Dr. Tracy makes an excellent point on how the end game might proceed. I forget Varney's future in some measure depends on how he handles the wrap up of Cortex. For him, success would be defined(or could be defined)as raising a few million, proceeding with a reverse split, regaining compliance in a few years with AMEX and have Cortex move up from a dollar a share(after the 20-1 reverse split) to maybe 3-4 dollars a share. Congratulations all around, except to the current investors who invested on average more than 20 cents a share so that 4 dollar figure 'down the road' turns out to 20 cents a share, a small premium to today's price. And my assumption here depends on management executing perfectly.
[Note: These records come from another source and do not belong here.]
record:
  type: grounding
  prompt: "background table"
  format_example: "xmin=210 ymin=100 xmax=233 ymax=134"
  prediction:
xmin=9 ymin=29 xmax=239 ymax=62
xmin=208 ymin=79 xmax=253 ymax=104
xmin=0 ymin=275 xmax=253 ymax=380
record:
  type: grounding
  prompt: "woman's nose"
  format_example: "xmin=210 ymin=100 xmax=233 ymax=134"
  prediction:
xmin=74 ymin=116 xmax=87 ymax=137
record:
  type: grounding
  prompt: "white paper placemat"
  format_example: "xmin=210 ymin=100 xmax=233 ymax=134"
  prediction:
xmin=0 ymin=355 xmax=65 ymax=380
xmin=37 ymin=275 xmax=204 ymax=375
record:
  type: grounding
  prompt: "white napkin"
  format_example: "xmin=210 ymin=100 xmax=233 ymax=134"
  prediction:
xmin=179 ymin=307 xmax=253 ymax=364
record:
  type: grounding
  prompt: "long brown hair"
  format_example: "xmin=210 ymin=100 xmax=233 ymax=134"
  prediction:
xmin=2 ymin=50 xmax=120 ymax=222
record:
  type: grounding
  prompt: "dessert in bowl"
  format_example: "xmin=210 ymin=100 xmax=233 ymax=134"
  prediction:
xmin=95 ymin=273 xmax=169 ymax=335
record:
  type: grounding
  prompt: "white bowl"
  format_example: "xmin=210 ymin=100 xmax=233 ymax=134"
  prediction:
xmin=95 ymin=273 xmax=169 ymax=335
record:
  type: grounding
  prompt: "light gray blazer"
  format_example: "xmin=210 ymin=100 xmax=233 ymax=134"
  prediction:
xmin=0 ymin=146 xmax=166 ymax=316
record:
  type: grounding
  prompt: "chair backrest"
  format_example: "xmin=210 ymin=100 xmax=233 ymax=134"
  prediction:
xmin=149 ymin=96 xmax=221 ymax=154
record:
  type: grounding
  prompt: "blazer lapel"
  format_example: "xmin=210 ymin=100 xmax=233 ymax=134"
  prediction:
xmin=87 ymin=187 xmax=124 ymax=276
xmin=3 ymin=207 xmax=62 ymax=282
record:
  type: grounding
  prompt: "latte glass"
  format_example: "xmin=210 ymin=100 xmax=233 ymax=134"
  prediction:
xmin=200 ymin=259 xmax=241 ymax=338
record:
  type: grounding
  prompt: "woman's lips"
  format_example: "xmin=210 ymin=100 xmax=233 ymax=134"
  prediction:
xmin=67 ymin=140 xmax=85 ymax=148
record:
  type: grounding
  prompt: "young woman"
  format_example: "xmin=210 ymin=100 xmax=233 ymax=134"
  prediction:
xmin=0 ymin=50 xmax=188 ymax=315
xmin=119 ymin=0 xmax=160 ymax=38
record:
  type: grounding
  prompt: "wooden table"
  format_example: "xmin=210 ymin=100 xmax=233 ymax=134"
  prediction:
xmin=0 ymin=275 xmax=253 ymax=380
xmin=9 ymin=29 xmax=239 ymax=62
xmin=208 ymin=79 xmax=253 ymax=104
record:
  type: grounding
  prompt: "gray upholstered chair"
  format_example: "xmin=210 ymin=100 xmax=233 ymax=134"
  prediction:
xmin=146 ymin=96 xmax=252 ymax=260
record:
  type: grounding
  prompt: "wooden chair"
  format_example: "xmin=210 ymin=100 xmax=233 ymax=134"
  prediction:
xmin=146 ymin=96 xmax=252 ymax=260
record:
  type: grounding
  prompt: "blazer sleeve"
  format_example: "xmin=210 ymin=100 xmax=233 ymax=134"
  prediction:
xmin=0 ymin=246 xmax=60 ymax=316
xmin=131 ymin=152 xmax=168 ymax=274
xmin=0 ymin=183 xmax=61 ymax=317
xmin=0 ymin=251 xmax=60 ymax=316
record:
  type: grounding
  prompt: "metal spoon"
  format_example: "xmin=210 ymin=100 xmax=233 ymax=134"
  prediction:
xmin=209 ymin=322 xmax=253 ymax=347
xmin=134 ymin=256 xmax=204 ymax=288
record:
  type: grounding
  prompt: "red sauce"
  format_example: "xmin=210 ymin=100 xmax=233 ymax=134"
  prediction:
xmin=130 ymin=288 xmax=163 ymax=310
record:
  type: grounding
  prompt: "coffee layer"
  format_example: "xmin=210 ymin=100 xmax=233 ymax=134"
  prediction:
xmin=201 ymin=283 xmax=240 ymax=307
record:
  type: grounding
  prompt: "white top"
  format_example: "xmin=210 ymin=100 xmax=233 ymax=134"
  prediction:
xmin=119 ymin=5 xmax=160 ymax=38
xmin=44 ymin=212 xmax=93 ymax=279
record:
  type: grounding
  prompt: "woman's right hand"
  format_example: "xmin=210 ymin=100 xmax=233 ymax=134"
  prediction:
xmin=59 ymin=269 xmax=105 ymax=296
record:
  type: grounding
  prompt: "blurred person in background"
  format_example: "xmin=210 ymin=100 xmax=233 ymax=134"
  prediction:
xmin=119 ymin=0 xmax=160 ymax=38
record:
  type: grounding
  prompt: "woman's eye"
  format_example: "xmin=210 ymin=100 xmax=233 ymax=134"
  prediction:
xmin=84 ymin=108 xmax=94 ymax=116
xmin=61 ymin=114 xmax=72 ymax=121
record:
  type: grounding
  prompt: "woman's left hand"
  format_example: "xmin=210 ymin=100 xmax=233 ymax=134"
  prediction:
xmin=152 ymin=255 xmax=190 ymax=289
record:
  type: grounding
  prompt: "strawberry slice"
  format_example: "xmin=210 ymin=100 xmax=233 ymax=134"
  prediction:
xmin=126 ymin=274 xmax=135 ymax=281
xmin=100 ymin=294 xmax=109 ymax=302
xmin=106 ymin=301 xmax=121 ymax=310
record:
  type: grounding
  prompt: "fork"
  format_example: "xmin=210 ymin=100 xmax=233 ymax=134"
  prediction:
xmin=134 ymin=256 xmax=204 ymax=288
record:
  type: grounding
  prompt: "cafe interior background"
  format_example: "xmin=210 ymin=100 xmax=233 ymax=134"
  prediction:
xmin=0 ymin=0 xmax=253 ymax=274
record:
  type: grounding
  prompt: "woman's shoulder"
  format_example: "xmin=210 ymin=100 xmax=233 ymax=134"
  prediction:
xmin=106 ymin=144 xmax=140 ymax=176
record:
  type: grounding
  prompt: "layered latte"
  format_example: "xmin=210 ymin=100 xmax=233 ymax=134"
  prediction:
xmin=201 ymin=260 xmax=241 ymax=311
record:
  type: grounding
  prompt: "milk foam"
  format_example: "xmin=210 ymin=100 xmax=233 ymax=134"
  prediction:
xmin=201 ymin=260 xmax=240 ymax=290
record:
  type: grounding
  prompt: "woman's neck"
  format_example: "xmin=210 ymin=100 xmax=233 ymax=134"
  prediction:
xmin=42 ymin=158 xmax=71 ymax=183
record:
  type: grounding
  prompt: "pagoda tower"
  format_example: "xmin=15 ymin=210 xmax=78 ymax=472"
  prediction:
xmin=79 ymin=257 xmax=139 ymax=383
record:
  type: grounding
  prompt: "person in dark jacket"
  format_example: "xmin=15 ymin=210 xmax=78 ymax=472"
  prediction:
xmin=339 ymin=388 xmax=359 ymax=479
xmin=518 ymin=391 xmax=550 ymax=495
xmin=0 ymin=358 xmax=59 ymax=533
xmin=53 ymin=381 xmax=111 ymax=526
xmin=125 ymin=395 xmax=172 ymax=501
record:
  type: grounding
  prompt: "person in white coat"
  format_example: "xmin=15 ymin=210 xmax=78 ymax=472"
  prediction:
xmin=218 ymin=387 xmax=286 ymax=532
Nuff said

=)

Varney's position here depends on a perceived turn around to future shareholders and owners, not todays. Is he desperate? Yes, because he knows the share price must stabilize as high as possible to allow the most proceeds to come in from the upcoming financing. So, diluting the company at 5 cents a share will not lead to a turn around, or raising any meaningful amount of cash.

Here Varney faces a dilemma. To sell the company at possibly 30 cents a share or 34 cents(for the BAM boys) or to reward present day shareholders, ending the misery for us, but realizing this would be realized by the industry as 'failure' while moving forward with the 5 cent 20 for 1 reverse split to a dollar, moving forward would be construed as 'success' by the industry. At 30 cents to 50 cents, I doubt it would be worthwhile for management with their option package in place, but a reverse split allows options to be granted to Varney and team over the next 3-4 years.

In short while 30 cents a share in a quick sale provides no perception of success or cash/options to management, while a PIPE, reverse split from 5 cents to one dollars(20 for 1) reverse split with possible turn around and movement up from a dollar to 3-4 dollars(or 15-20 cents per share for current shareholders) allows both a strong perception of success plus actual wealth in terms of future options if Cortex can turn around, not to mention a few more years salary in the bank.

This is the bleak reality we all know, and I suspect Varney realizes the jig is up. He really has to partner now(defined as before the special meeting) to stem the stock price slide, or risks raising near zero in terms of cash. Problem is the partner to be, the runaway partner, has no incentive to rush to the alter; why on god's green earth should they? Cortex lost what 15 % of their market cap in a few days last week... 20 cents down to 17 cents, they're out of cash, on the verge of delisting. Contrast this situation to the pharma who wants what Cortex has. If you were about to buy a car from a auto dealership on the verge of going out of business and they really needed your business, would you hold off, trying to structure a better deal? Would the threat of the auto dealership taking out a loan, using their entire stock as collateral to raise a few months of cash scare you? or would it motivate you just to hold off for a few more days, weeks, months.

So, Pharmacy X could pony up 3-5 million dollars now for a RD deal that would include CX717 and other low impacts(but not CX1739... the only clinic ready low impact ampakine), or wait a few more weeks for the Christmas fire sale where they might get quite a bit more(CX1739)for 5-6 million and possibly more 'stuff' they don't know what to do with: high impacts.

I'm not sure anything can be done to maximize current shareholder value, but I think a well designed sale is our best chance, for it takes low-ball estimates from a quick partnership out of the picture. I do think current shareholders would walk off with quick double from 17 cents in a quick sale.